If I have const columnFilters = { file: "map", size: "<3" }; , the expected result of the array would be 3 lines

// result
[
  {id: 21, file: "Documents", parentId: null },
  {id: 4, file: "pdf", parentId: 21, },
  {id: 22, file: "map2.pdf", dateModified: "2015-05-21", size: 2.9, parentId: 4 },
]

and finally if I have const columnFilters = { file: "map", size: ">3" }; then the expected result would be an empty array because none of the file have that char and file size conditions.

EDIT 2

From @AlexL's answer, it's starting to work. Just a couple of tweaking, but it looks very promising already enter image description here

EDIT 3

Thanks to Alex awesome work, his answer helped me merge this into my Open Source lib. I now have 2 live demos with Parent/Child ref (flat dataset) and with a Hierarchical Dataset (tree dataset).

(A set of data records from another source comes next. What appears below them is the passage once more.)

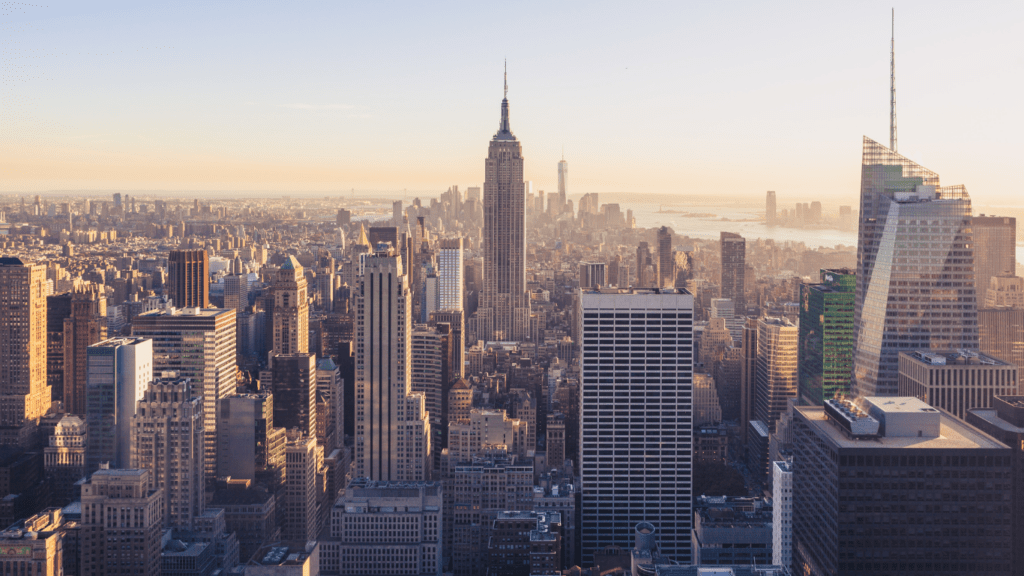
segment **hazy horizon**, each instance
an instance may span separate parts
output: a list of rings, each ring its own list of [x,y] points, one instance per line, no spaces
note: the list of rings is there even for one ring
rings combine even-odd
[[[856,206],[861,138],[888,142],[891,6],[11,4],[0,193],[480,185],[507,58],[535,190],[564,150],[570,197]],[[895,10],[899,151],[1015,205],[1024,5]]]

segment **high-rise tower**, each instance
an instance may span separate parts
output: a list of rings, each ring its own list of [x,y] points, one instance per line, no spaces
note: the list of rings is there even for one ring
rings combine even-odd
[[[569,163],[565,161],[563,156],[558,161],[558,205],[560,209],[565,209],[565,189],[569,184]]]
[[[860,194],[854,386],[891,396],[901,350],[978,347],[971,198],[867,137]]]
[[[171,250],[167,256],[167,284],[167,295],[175,306],[209,306],[210,255],[206,250]]]
[[[768,193],[765,195],[764,200],[764,219],[769,226],[774,226],[776,223],[776,217],[777,216],[775,213],[775,191],[769,190]]]
[[[486,340],[526,340],[529,335],[525,202],[523,148],[509,127],[506,80],[501,124],[485,162],[484,287],[477,314]]]
[[[107,300],[96,286],[75,290],[64,319],[64,410],[85,414],[86,350],[107,339]]]
[[[722,298],[732,298],[738,316],[746,314],[747,240],[739,234],[722,232]]]
[[[46,383],[46,267],[0,258],[0,443],[23,443],[24,424],[50,407]]]
[[[274,297],[275,354],[309,352],[309,298],[302,264],[288,256],[270,289]]]

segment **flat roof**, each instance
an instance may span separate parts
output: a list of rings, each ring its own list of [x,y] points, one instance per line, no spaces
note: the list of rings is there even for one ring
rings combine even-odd
[[[903,400],[901,398],[901,400]],[[924,404],[918,400],[921,404]],[[927,404],[924,404],[928,407]],[[917,409],[916,405],[906,404],[906,409]],[[939,435],[935,437],[897,436],[873,437],[867,439],[847,438],[843,432],[828,421],[823,406],[794,406],[807,422],[822,436],[830,439],[840,448],[858,449],[1006,449],[1007,446],[973,426],[957,420],[945,412],[939,412]],[[890,411],[900,410],[889,407]]]
[[[999,413],[995,408],[971,408],[968,412],[999,428],[1000,430],[1015,434],[1024,434],[1024,426],[1014,426],[1012,423],[1003,420],[999,417]]]
[[[928,366],[953,366],[957,368],[977,366],[1013,367],[1009,362],[989,356],[978,350],[911,350],[909,352],[900,352],[900,356],[906,356],[910,360],[927,364]],[[934,361],[936,359],[945,360],[945,364],[936,363]],[[971,364],[971,360],[975,360],[976,363]]]

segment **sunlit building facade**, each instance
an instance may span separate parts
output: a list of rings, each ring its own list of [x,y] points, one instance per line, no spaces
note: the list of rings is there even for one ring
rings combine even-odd
[[[822,270],[820,284],[800,285],[800,403],[821,406],[850,391],[853,372],[852,270]]]

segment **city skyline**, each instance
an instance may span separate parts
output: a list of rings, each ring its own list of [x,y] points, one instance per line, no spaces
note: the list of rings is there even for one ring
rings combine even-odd
[[[596,5],[538,18],[527,7],[511,25],[538,34],[578,25],[546,34],[543,48],[496,54],[462,48],[487,33],[489,8],[394,19],[368,6],[25,5],[0,15],[10,31],[0,191],[480,184],[476,143],[493,126],[486,102],[508,57],[518,130],[532,146],[524,179],[535,189],[556,189],[564,147],[570,194],[824,190],[846,204],[857,189],[848,162],[857,138],[884,141],[888,129],[889,8],[615,14]],[[1013,200],[1009,138],[1024,117],[1010,95],[1021,63],[1000,62],[997,72],[983,55],[1019,52],[1013,32],[1024,14],[951,8],[895,7],[900,152],[967,183],[979,205]],[[775,24],[762,26],[766,18]],[[373,48],[378,27],[349,25],[376,21],[390,23],[394,45]],[[327,22],[344,26],[345,39]],[[441,26],[459,33],[438,42]],[[278,39],[263,42],[268,32]],[[955,46],[944,40],[954,32]],[[950,114],[971,106],[982,79],[986,105]],[[417,146],[424,138],[437,145]]]

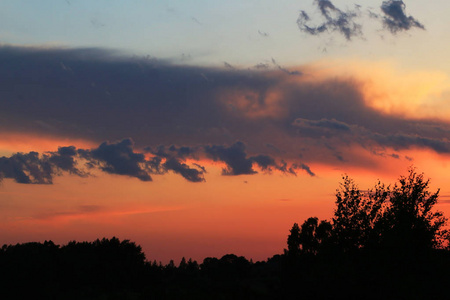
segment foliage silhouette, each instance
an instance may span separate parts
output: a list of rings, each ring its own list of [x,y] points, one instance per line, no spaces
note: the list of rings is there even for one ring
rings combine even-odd
[[[331,223],[326,220],[319,223],[317,217],[307,219],[301,227],[294,223],[288,236],[288,249],[285,253],[294,257],[300,254],[315,255],[329,245],[331,235]]]
[[[410,168],[392,188],[378,182],[363,193],[348,176],[336,192],[333,236],[341,250],[385,248],[398,254],[440,248],[448,240],[447,219],[433,211],[439,190]]]
[[[285,253],[290,256],[297,256],[300,254],[300,227],[297,223],[292,225],[291,234],[287,238],[287,251]]]
[[[336,190],[333,237],[343,251],[352,251],[367,245],[372,229],[383,214],[387,192],[378,183],[374,191],[364,194],[348,176],[342,178]]]
[[[447,219],[433,211],[439,190],[429,191],[430,180],[413,169],[401,177],[389,194],[390,205],[380,220],[380,243],[401,251],[440,248],[448,240]]]

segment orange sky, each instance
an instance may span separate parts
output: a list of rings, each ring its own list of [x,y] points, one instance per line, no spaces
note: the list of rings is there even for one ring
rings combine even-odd
[[[432,178],[446,199],[448,160],[430,151],[409,151],[414,165]],[[141,182],[117,175],[58,177],[53,185],[24,185],[4,180],[0,195],[1,242],[94,240],[117,236],[142,245],[147,258],[168,262],[182,256],[202,260],[226,253],[263,260],[281,253],[294,222],[310,216],[330,219],[334,192],[345,172],[361,189],[380,178],[393,183],[408,163],[387,168],[334,168],[312,165],[310,177],[281,173],[221,176],[221,166],[206,164],[205,183],[173,174]],[[437,176],[444,174],[444,176]],[[450,176],[450,175],[449,175]],[[438,208],[450,215],[448,204]]]
[[[164,263],[227,253],[263,260],[282,253],[294,222],[332,217],[342,175],[365,190],[410,166],[441,189],[437,208],[450,216],[443,71],[337,59],[288,71],[191,68],[83,61],[73,51],[52,52],[65,68],[55,60],[51,80],[28,76],[40,61],[21,57],[10,73],[33,88],[0,91],[12,99],[0,112],[0,244],[117,236]],[[14,153],[51,156],[62,146],[84,151],[70,157],[80,168],[90,160],[91,176],[52,169],[53,184],[17,183],[11,164],[31,171]],[[191,152],[176,153],[183,146]],[[159,169],[149,167],[154,157]]]

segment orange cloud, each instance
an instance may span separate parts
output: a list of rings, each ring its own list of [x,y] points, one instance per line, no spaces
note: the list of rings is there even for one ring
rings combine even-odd
[[[392,61],[321,61],[313,78],[354,80],[369,107],[407,118],[450,121],[450,76],[435,70],[410,70]]]
[[[279,87],[263,91],[249,88],[226,89],[219,91],[218,95],[230,113],[240,112],[250,119],[280,119],[287,113],[282,105],[283,93]]]

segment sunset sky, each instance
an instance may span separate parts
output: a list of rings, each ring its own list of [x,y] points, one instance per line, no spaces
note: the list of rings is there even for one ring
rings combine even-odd
[[[450,2],[0,2],[0,244],[282,253],[409,167],[450,216]]]

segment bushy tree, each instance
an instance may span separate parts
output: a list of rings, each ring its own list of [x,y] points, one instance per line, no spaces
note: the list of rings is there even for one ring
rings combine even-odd
[[[430,180],[409,170],[389,193],[389,206],[376,228],[382,246],[400,251],[440,248],[447,239],[447,219],[434,211],[439,190],[429,191]]]
[[[363,192],[348,176],[344,176],[336,190],[333,237],[344,250],[355,250],[373,238],[373,228],[382,219],[387,207],[389,187],[381,182]]]
[[[333,235],[344,251],[368,246],[416,251],[441,247],[447,219],[434,211],[439,190],[410,168],[391,188],[381,182],[362,192],[348,176],[336,192]]]

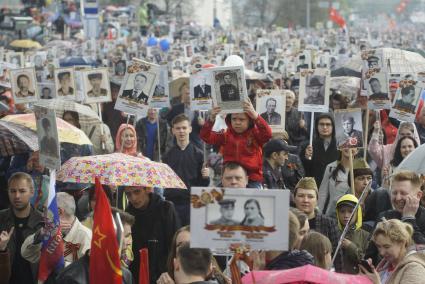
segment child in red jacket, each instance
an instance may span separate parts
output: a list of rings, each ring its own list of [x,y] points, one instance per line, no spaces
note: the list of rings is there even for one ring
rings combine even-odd
[[[227,130],[213,132],[220,107],[214,107],[200,137],[208,144],[222,148],[223,162],[236,162],[248,172],[249,187],[261,188],[263,182],[263,145],[272,137],[267,122],[255,111],[250,101],[244,102],[244,112],[226,116]]]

I wish I could upvote more than once :)

ghiscoding
  • 12,308
  • 6
  • 69
  • 112
  • What if you store your data in a complex entity with a tree structure, but passing to the presenter (the grid itself) to render a flat version of your core entity? You could apply your filter functions to the complex entity (which only modifies the flat object; binding by ID, for example) or directly to the flatten, if needed. – VRoxa Apr 05 '20 at 02:19
  • yes the datagrid lib requires a flat dataset, I can pass from hierarchical to flat if I need to (and I have the methods to do it) but still I can't figure out the best algorithm to do the filter, that is mainly what I'm looking for in this SO... and of course, good performance since the database might be big, it's a public lib and lot of users come out with all kind of use case much bigger than mine, in my use case it could go around 5k rows – ghiscoding Apr 05 '20 at 03:14

1 Answers1

5

I have a way to do it. It should be fairly performant but we might also want to swap out map and reduce etc. for good old for-loops to optimize speed further (I have seen various blogs and articles comparing speed of forEach, map etc. to for-loop and for-loops seem to win)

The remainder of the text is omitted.